How large is the region? I would print out the values of the sensor (it’s a sensor not an encoder, they are a bit different although the terms are often exchanged). If it’s top dead center i.e. very close to maximal value or very close to minimal, that could lead to some glitching in motor torque due to changes in motor timing however for the most part I think it would still work, you wouldn’t really notice it like that to such a degree.

Did you do the thing where it measures the maximum and minumum pulse time from the PWM and plug those numbers into your code? If not that could explain it.
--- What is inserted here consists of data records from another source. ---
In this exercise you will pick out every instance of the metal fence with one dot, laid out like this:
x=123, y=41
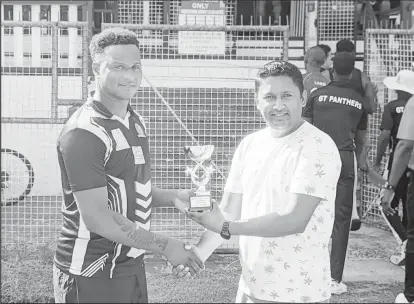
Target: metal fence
x=185, y=98
x=43, y=73
x=335, y=21
x=204, y=99
x=387, y=51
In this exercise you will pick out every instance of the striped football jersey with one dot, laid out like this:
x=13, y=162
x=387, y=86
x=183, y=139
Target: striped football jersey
x=97, y=149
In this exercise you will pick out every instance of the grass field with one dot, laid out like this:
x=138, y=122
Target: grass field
x=27, y=277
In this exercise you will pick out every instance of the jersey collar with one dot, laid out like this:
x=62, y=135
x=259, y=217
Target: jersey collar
x=101, y=109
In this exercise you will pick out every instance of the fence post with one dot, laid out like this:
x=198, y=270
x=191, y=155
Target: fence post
x=85, y=62
x=55, y=62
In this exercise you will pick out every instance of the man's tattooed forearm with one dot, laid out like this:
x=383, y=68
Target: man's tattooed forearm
x=139, y=235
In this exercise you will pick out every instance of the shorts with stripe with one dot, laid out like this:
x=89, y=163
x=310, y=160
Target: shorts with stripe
x=69, y=288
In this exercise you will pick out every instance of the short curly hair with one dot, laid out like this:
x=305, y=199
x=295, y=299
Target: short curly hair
x=111, y=36
x=280, y=68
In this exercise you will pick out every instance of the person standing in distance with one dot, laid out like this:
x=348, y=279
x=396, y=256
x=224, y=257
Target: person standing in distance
x=103, y=154
x=403, y=159
x=337, y=109
x=403, y=84
x=279, y=198
x=328, y=60
x=313, y=78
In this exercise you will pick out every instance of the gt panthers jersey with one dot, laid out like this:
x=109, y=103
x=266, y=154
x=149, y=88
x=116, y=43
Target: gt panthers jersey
x=97, y=149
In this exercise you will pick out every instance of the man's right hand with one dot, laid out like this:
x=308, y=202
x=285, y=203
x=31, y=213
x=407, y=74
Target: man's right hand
x=187, y=259
x=182, y=271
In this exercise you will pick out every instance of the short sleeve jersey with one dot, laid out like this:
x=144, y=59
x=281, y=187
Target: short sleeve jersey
x=391, y=118
x=406, y=129
x=97, y=149
x=337, y=110
x=294, y=268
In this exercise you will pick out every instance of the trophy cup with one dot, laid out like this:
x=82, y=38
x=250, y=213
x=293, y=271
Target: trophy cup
x=201, y=200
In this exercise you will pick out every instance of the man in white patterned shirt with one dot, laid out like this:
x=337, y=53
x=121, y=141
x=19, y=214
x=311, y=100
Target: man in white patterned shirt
x=279, y=198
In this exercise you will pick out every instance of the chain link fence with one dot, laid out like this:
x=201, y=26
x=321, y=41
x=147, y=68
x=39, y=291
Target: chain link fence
x=43, y=74
x=387, y=51
x=186, y=98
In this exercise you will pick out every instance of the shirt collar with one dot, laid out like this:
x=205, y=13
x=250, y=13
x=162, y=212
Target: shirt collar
x=101, y=109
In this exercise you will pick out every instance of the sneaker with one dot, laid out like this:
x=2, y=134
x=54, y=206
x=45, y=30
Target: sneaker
x=401, y=299
x=338, y=288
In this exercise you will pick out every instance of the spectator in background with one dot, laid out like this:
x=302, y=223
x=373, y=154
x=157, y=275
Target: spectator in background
x=313, y=78
x=359, y=81
x=393, y=112
x=338, y=110
x=403, y=159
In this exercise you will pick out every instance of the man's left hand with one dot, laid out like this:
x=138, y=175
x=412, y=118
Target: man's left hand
x=182, y=201
x=212, y=220
x=386, y=197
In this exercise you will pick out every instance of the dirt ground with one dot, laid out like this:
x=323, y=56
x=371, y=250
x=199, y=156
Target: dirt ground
x=369, y=275
x=26, y=276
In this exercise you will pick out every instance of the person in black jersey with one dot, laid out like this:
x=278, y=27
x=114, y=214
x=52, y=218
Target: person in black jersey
x=361, y=83
x=391, y=117
x=337, y=109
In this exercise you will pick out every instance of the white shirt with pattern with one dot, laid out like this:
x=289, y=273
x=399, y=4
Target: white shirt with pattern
x=293, y=268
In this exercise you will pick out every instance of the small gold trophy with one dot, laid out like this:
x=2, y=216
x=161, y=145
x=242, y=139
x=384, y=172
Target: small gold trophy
x=201, y=200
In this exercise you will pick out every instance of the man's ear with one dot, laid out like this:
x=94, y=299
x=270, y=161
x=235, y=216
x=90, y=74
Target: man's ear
x=304, y=98
x=95, y=69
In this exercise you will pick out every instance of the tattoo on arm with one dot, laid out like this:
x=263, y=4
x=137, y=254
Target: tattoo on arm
x=139, y=235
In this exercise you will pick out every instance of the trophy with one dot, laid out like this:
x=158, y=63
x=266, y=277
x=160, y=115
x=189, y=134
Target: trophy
x=201, y=200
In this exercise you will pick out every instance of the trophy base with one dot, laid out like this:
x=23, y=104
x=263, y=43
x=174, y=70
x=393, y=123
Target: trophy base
x=200, y=203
If you don’t do that you get a larger dead zone, the sensor will de facto read 2pi or zero in that zone, so the commutation would halt and you would feel a sort of detent, however it would still tend to snap to one particular position…
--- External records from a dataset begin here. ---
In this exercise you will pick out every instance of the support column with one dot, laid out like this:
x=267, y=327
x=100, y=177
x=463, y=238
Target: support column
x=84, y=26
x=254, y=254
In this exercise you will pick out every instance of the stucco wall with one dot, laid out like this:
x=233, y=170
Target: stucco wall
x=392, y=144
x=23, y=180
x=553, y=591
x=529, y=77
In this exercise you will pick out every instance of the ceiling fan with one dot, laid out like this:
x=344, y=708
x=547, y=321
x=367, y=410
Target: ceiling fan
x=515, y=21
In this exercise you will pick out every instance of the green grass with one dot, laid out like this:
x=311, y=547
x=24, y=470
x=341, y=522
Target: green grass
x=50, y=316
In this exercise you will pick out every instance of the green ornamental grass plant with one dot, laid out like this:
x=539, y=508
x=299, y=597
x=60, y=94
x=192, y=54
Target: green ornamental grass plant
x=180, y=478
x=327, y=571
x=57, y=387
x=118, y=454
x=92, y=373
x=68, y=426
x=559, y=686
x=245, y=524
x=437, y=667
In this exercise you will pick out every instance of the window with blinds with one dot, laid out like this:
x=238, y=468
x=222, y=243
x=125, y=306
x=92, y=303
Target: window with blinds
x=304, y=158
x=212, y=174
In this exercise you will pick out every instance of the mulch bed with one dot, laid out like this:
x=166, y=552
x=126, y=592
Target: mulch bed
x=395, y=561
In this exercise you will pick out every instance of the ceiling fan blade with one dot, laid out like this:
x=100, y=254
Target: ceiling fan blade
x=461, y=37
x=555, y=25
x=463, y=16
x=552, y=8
Just print everything that might be affecting it and try to ascertain which part of the system isn’t doing what you thought it was supposed to, this is what I always say but it works.
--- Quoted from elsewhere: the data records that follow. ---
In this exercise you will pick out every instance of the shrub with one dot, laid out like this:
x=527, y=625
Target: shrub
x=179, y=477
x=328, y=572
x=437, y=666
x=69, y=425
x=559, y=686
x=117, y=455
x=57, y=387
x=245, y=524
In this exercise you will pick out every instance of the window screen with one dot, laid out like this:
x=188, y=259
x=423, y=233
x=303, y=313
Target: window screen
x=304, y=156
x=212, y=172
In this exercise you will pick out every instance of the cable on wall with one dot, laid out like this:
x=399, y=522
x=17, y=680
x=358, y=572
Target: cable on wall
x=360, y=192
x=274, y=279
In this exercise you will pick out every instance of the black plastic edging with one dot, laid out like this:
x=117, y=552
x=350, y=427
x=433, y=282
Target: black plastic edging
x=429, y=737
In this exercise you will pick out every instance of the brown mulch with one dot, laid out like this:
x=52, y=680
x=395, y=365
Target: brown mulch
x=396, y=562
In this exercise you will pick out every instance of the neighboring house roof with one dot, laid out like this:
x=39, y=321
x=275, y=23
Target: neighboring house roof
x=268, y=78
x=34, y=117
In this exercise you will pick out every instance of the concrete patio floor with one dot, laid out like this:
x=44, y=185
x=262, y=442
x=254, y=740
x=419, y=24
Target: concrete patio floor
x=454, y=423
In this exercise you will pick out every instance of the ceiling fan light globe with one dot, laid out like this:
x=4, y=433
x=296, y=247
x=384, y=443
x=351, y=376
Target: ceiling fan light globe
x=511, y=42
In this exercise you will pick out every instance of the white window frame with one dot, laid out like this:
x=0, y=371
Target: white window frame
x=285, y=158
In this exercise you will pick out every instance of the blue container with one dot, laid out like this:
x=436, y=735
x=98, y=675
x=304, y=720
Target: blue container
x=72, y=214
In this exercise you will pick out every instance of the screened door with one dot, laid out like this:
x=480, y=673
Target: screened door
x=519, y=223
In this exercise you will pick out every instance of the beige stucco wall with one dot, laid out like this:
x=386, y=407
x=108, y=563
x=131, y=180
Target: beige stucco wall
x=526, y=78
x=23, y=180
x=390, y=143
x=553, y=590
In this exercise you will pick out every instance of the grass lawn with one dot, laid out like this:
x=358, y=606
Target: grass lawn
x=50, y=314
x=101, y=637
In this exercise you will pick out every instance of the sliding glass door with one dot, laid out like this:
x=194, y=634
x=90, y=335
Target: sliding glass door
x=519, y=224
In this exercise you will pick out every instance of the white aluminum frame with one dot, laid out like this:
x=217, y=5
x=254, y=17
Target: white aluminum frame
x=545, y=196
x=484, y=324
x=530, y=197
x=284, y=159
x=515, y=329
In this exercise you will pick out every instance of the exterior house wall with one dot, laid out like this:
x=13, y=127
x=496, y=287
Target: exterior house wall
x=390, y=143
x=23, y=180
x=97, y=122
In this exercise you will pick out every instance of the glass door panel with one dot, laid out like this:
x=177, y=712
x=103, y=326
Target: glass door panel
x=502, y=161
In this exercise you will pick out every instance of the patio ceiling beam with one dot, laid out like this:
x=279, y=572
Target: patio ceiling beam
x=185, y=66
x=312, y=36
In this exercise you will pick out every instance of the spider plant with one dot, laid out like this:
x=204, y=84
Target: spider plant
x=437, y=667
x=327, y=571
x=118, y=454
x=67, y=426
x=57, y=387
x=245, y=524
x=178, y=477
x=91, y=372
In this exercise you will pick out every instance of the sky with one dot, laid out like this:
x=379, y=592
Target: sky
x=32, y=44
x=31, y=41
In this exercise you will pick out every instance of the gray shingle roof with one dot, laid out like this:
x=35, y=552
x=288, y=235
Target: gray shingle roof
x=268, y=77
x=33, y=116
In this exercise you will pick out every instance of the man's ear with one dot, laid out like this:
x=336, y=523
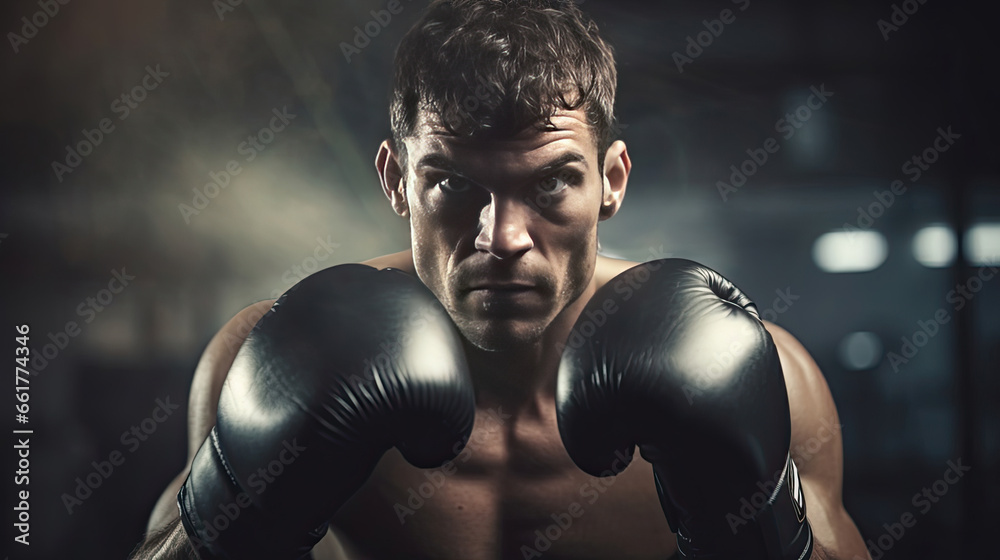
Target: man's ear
x=390, y=174
x=617, y=166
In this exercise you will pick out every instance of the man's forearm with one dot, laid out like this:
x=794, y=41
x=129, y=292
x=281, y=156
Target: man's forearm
x=169, y=543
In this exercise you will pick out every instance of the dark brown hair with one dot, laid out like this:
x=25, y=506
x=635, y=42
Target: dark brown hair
x=491, y=68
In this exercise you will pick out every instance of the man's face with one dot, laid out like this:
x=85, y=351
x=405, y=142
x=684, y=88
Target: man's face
x=504, y=232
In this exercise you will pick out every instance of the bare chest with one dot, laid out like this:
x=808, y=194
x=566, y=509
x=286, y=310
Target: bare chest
x=512, y=492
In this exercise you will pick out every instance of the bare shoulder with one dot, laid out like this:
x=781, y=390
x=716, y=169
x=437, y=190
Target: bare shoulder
x=816, y=441
x=607, y=268
x=817, y=447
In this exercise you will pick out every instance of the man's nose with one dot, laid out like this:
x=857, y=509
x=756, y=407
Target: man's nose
x=503, y=228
Yes, I did all the calibration tests.
https://github.com/simplefoc/Arduino-FOC/tree/master/examples/utils/calibration

Tomorrow I’ll make a video, you’ll see better.
And another problem: if I reverse the direction of the motor (Example M-0.8), it’s a disaster,
it always vibrates in the same place…

Just wanted to chime in with my own observations: I had this dead spot everytime with the sFOC mini. Even in openloop…
Maybe it’s just caused by a little longer control loop due to the turnover from 2PI to 0?

Did you define the variables A_PHASE… etc. somewhere? Or are there default values because you are using a specific board?

In open loop? IDK what’s going on there, there are a lot of things that could be going on when you roll your own system like this with a novel microcontroller and so forth. I never noticed this with the g431 board and I did a lot of stuff with open loop. There was a mysterious glitch once per revolution I think at top dead center however it appeared to mostly go away when I used a core with floating point hardware.